The Biggest Loser (ITV1, 4pm)
PRESENTER Kate Garraway’s recent absence from the GMTV sofa turned out to be very good timing. Being away filming a new ITV1 daytime series coincided with reports that her husband, former Labour lobbyist Derek Draper, was involved with a smear campaign originated by an advisor in the Prime Minister’s office.
She might have found it embarrassing having to deal with reports about her husband’s alleged involvement in the headline- making political scandal.
Garraway herself is no stranger to making the news. Last year, she posed provocatively pretending to breastfeed a calf with the images used to promote a documentary on women who breastfeed other people’s babies.
She’s now expecting her second child – daughter Darcey is three – so that as contestants on her new show The Biggest Loser got smaller, presenter Kate got bigger.
Now six months pregnant, she says: “At least I wasn’t standing there looking stick thin and irritating. I was green and nauseous.”
She spent eight weeks following the progress of 16 seriously overweight contestants competing for The Biggest Loser crown by ditching takeaways on the couch for cookery lessons and physical challenges.
The show, which originated in the US, includes activities such as running with hay bales, pumping handcarts along an old steam railway and tobogganing down snow slopes.
The gruelling weight loss programme included five hours of exercise a day under the watchful eye of fitness trainers Angie Dowds and Richard Callender.
The volunteers lived together in a house in Leicestershire. The rules included no alcohol, cigarettes or food not supplied by the approved nutritionist.
Books and music were their only entertainment.
There were no newspapers or TV, no contact with the outside world.
At the end of eight weeks, the remaining contestants will be weighed and finalists chosen. These people will be sent home to continue training, before returning two months later for a final weigh-in.

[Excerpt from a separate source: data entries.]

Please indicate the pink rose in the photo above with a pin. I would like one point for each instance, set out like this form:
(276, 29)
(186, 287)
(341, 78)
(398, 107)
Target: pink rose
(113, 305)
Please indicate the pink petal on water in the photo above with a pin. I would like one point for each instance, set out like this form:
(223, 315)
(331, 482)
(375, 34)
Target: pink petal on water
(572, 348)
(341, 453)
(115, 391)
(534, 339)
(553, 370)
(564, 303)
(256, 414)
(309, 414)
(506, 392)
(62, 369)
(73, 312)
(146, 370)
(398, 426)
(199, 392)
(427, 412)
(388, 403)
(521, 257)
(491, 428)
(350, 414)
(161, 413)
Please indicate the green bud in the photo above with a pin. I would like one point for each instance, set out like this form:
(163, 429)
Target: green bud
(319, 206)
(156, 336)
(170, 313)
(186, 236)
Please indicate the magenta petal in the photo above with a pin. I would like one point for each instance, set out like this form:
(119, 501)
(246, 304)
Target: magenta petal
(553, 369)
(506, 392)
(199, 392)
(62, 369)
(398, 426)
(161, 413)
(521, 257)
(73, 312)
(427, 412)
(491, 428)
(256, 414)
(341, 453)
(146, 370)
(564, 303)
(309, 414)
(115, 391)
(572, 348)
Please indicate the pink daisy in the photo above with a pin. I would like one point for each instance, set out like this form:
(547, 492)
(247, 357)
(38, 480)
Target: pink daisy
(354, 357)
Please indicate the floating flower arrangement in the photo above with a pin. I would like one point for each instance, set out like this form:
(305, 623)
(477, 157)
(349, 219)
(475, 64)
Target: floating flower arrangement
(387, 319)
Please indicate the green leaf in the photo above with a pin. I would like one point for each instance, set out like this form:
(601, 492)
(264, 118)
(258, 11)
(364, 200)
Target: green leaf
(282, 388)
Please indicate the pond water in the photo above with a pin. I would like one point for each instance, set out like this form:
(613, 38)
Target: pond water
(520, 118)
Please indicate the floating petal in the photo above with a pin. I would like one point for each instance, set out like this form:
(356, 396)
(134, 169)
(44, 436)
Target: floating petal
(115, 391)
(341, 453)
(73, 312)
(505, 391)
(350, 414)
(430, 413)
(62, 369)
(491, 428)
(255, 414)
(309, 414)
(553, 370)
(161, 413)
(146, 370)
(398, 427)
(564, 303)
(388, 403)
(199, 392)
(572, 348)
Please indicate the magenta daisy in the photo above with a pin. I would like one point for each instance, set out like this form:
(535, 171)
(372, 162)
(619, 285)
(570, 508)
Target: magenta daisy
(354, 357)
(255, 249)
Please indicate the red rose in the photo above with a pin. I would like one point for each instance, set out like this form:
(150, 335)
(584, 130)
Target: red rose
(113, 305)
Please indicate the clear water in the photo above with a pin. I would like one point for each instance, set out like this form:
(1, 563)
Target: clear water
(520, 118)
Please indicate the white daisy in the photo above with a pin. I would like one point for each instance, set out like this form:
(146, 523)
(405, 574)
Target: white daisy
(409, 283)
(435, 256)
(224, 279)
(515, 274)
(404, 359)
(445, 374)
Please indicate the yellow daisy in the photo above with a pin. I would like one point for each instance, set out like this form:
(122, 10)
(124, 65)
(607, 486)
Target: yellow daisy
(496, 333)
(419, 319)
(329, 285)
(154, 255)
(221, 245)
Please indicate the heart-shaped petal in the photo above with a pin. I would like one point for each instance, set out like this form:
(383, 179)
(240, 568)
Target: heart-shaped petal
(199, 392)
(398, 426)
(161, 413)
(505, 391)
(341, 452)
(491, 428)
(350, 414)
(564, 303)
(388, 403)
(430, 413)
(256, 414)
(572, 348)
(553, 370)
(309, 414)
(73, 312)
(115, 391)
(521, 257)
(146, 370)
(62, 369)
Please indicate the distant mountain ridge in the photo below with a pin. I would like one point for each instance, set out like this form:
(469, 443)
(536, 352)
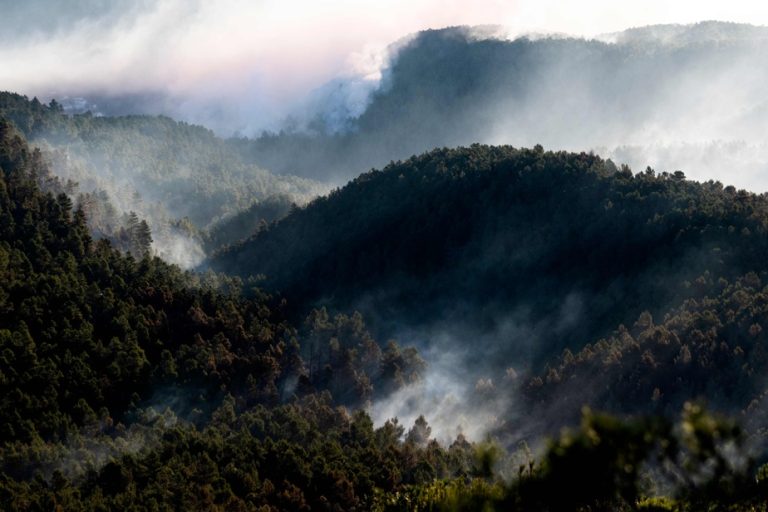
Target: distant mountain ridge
(682, 86)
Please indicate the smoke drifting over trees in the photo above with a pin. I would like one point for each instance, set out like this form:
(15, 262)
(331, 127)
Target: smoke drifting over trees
(182, 328)
(661, 95)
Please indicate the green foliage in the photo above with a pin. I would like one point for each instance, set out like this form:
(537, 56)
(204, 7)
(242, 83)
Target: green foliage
(154, 166)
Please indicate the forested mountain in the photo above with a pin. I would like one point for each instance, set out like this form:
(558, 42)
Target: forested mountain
(128, 384)
(156, 168)
(522, 267)
(564, 245)
(122, 376)
(662, 95)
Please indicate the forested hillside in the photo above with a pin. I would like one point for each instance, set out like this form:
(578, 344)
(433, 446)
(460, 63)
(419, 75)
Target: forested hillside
(564, 246)
(129, 384)
(180, 178)
(675, 96)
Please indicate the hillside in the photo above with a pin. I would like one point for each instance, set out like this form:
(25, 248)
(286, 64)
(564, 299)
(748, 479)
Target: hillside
(127, 383)
(659, 95)
(160, 169)
(524, 251)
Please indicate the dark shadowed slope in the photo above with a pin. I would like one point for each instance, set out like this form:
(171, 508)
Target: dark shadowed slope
(529, 251)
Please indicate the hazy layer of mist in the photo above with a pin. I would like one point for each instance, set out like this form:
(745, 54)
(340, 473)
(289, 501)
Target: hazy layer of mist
(676, 97)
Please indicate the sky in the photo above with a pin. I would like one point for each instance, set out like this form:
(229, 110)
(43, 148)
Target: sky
(260, 59)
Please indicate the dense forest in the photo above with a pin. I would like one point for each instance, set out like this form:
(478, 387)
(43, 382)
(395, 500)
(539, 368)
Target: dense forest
(129, 384)
(181, 179)
(636, 96)
(464, 238)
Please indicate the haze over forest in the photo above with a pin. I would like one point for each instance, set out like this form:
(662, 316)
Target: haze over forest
(383, 256)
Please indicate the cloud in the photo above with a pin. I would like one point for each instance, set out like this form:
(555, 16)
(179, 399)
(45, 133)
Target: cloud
(243, 65)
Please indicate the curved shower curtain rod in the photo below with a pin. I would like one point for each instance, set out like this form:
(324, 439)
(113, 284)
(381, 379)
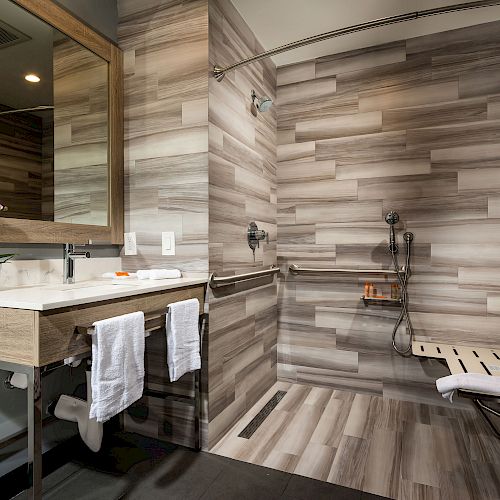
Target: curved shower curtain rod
(219, 72)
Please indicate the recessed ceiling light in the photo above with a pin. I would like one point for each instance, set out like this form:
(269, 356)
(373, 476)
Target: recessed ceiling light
(32, 78)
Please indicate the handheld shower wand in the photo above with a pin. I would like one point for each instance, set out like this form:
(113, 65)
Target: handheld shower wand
(403, 274)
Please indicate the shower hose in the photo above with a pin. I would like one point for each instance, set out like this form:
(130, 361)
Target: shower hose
(403, 281)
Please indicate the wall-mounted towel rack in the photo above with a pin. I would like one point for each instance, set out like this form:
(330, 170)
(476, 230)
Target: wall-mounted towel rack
(156, 321)
(216, 281)
(295, 269)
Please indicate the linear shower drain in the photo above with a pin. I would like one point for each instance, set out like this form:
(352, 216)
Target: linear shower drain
(257, 421)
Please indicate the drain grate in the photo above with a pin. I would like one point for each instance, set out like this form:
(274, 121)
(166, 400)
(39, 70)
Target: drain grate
(257, 421)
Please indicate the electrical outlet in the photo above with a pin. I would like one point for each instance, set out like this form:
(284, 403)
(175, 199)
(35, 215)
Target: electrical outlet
(168, 243)
(130, 244)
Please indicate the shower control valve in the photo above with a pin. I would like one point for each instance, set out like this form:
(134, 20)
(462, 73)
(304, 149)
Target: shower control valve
(255, 236)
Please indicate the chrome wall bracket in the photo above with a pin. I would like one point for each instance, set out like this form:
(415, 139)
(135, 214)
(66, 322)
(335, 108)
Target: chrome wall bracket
(256, 235)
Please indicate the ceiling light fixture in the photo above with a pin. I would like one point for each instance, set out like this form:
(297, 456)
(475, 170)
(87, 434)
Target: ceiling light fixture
(32, 78)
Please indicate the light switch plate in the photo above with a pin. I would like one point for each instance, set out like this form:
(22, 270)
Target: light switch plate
(130, 244)
(168, 243)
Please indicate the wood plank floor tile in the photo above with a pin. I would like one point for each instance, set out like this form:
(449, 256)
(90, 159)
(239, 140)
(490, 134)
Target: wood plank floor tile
(316, 461)
(349, 463)
(419, 457)
(382, 469)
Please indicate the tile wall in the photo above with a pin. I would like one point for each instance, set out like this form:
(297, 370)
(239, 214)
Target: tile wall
(411, 126)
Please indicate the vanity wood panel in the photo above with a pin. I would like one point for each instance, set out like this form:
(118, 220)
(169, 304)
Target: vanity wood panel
(58, 339)
(37, 338)
(17, 335)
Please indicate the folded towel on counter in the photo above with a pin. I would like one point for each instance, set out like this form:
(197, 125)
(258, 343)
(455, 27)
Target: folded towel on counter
(183, 338)
(117, 364)
(158, 274)
(475, 382)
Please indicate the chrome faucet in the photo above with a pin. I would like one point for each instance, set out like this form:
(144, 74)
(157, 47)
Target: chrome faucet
(69, 262)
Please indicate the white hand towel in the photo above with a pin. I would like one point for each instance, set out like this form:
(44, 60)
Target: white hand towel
(117, 364)
(161, 274)
(475, 382)
(183, 338)
(158, 274)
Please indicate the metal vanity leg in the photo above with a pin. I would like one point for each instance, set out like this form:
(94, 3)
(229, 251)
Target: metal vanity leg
(34, 433)
(197, 411)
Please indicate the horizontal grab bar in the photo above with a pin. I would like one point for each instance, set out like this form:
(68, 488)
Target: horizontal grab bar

Garraway says the stories of two of the women, Michelle and Eunice, touched her the most.
“They were there because their obesity was preventing them from conceiving. It was inspiring for me to see them going through all that, just to have the chance of having a child. I realised how lucky I am,” she says.
The idea behind The Biggest Loser is to break the contestants’ cycles of obesity for good. This isn’t one of those boot camps or quick fix shows where “they spend a fortune having things sucked out and trimmed”, as she puts it.
“Here, people are working incredibly hard to change their lives, sometimes to save their lives. But no one waves a magic wand or sweeps in and makes it happen for them.”
The show does give them the chance to win £10,000 in cash, but she insists they soon forgot about the money and stopped making excuses for their weight.
“When they started, they all said there were things they would and wouldn’t do.
But to stay in the show they had to fight for it. They realised it was okay to have dreams like that, and to want something,”
she says.
Garraway admits she had reservations when first approached to present the show. “I spend a lot of time on TV talking about unhealthy weight loss and eating disorders. But the show proves that obesity can be tackled through exercise and healthy eating. You’ll see it happen before your eyes, every day,” she says.
“Someone once said that being overweight is the most physical way of wearing pain. With any kind of extreme obesity, someone who is six or seven stones overweight, and putting a lot of strain on their body, you don’t get to that point without something having gone wrong.”
Describing herself as “not naturally super skinny”, she admits that she’s fairly typical when it comes to managing her weight. She has to watch what she eats.
“Everyone thinks they’ve got half a stone to lose, and so do I. But I once had an overactive thyroid and got really skinny, which was quite scary. That taught me that there is such a thing as too thin, as well as too big.”
■ The Biggest Losers is on ITV1, Monday to Friday, 4pm.